With the added definitions of adequate shelter and adequate bedding, pets would not be allowed to live in crawl spaces or parts of buildings such as steps or stoops, a vehicle, shelters made by cardboard and other materials that are “easily degraded by the elements” and several other factors.
In regard to these specifications listed under animal neglect, Zinke says that unhoused people care for their animals just as much as any housed person does.
“There seems to be an even closer bond. The bond, when you are vulnerable and ostracized and all those things, you become tender to other possibilities of connection,” Zinke says.
She points out that this specific ordinance doesn’t mention unhoused individuals or even mention tents — the primary shelter for many — as an exception. With this language, Zinke says that police can more easily harass the unhoused and their dogs.
Ilyas Ansari has been unhoused for about a year, after he lost his job. During this time, he had his pitbull mix Chunk, who he says means everything to him. Ansari says he has faced harassment from other people about his dog in the past, but worries that the change to the city ordinance would be bad for all people.
“I don’t think people who make these rules sometimes understand what they are going to do,” Ansari says.
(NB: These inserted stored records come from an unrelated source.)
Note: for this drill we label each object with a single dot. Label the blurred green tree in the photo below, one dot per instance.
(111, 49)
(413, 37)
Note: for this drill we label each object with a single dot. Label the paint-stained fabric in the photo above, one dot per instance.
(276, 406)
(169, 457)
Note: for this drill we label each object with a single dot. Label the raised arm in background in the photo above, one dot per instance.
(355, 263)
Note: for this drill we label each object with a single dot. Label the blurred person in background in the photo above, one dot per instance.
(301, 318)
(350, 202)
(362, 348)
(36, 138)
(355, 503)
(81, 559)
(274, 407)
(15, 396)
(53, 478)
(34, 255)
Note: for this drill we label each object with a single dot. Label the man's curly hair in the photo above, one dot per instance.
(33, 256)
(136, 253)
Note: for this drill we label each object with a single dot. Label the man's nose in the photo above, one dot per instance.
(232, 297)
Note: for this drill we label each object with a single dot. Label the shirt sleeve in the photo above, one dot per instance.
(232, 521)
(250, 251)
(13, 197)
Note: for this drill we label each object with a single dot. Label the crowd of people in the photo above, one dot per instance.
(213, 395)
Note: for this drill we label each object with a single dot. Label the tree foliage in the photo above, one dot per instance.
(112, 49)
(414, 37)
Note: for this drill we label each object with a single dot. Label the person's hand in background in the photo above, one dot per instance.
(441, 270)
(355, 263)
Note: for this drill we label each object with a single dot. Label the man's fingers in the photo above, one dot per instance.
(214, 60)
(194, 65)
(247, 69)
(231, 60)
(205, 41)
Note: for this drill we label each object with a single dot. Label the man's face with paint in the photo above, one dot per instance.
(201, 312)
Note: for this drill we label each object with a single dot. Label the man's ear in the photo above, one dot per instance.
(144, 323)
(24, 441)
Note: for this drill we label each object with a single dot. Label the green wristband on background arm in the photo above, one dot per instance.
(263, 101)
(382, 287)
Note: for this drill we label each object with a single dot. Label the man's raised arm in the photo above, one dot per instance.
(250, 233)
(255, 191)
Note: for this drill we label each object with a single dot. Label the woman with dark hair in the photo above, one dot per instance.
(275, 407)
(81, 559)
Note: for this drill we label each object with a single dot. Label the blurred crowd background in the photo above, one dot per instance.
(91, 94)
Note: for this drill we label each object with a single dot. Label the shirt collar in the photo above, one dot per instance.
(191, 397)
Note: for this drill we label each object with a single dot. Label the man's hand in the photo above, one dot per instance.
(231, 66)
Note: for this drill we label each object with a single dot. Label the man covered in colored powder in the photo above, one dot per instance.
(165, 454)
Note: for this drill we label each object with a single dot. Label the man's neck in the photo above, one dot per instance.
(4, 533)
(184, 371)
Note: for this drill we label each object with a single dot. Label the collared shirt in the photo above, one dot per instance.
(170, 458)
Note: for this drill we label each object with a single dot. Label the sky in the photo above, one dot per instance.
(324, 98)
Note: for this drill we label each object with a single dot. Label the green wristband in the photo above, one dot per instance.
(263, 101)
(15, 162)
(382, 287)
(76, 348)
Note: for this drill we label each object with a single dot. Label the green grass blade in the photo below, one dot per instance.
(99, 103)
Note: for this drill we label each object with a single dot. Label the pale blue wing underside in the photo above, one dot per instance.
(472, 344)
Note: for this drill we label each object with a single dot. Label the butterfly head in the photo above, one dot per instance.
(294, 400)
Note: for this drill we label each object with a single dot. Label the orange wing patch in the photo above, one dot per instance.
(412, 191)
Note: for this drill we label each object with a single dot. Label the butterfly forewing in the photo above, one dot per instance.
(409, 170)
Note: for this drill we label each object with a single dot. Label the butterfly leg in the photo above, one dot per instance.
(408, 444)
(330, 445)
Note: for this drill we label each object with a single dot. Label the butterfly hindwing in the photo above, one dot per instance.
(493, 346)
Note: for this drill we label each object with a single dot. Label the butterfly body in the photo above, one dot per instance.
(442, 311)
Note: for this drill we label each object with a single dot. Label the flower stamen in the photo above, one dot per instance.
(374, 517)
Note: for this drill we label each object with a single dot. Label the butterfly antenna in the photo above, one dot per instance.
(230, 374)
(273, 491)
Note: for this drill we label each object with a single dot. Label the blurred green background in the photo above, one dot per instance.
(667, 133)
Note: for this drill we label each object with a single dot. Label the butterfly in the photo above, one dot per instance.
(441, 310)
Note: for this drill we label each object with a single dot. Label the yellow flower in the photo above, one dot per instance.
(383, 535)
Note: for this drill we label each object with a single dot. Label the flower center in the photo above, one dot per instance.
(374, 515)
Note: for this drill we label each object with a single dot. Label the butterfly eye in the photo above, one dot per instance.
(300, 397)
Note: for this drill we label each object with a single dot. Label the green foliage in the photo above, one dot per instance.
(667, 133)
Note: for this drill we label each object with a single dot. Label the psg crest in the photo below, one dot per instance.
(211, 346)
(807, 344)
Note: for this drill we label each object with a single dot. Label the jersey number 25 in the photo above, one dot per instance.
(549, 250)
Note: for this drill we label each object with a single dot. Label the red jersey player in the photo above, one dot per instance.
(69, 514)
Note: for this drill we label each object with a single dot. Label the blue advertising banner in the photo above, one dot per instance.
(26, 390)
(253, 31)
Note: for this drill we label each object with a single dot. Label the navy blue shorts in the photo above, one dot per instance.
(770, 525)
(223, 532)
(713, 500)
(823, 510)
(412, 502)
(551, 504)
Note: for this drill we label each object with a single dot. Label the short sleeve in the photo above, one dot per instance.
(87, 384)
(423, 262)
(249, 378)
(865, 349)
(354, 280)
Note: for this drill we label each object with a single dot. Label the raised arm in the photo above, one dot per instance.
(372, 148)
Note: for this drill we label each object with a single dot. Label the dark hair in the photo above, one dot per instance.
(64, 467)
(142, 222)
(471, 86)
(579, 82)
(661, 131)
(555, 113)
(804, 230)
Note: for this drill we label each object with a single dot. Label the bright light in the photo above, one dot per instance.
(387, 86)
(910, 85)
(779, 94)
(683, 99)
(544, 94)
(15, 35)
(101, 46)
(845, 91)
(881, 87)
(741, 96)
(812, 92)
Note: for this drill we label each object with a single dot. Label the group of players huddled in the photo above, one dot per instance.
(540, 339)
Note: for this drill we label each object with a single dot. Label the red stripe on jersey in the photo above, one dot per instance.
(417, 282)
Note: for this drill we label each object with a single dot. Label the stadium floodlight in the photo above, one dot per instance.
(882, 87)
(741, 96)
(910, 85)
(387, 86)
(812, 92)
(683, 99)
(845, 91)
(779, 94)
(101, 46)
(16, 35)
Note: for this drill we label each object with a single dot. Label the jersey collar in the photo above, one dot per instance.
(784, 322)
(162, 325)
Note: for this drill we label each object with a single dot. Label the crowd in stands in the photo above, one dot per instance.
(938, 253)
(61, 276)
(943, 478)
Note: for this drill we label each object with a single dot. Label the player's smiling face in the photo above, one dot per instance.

He adds that in his experience being unhoused, having a dog around is comforting. “When things go bad, and you guys are both in the same conditions, dogs respond to the way you think they will.”
He explains that although he is saving up and will have enough money for housing soon, many people are not in the same situation, and though it may not be the intention of the city, this may be another way the homeless are criminalized.
Pro-Bone-O Veterinary Care — a local nonprofit that provides care of animals owned by those who are unhoused — also expressed opposition to the proposed amendments to the city code.
The organization sent a letter to the City Council, Mayor Lucy Vinis and City Manager Sarah Medary, writing that it is wrong to “target pet owners due to their housing circumstances” and that is unfair to assume a lack of a house means people will neglect their pets.
“Owners should not be expected to give up their beloved pet when they lose their housing and they should not be criminalized for keeping them if they are providing adequate care.” The letter also mentions that the city would have to increase staffing and funding in order to enforce the new regulations.
Zinke says this ordinance will probably be enforced selectively, resulting in the unhoused being more afraid on the streets.
“It’s just not okay that our city and the city staff are not considering the most vulnerable community with everything they do.”
The Eugene City Council will have the opportunity to discuss options when they take action on the ordinance. A date for this has not been specified.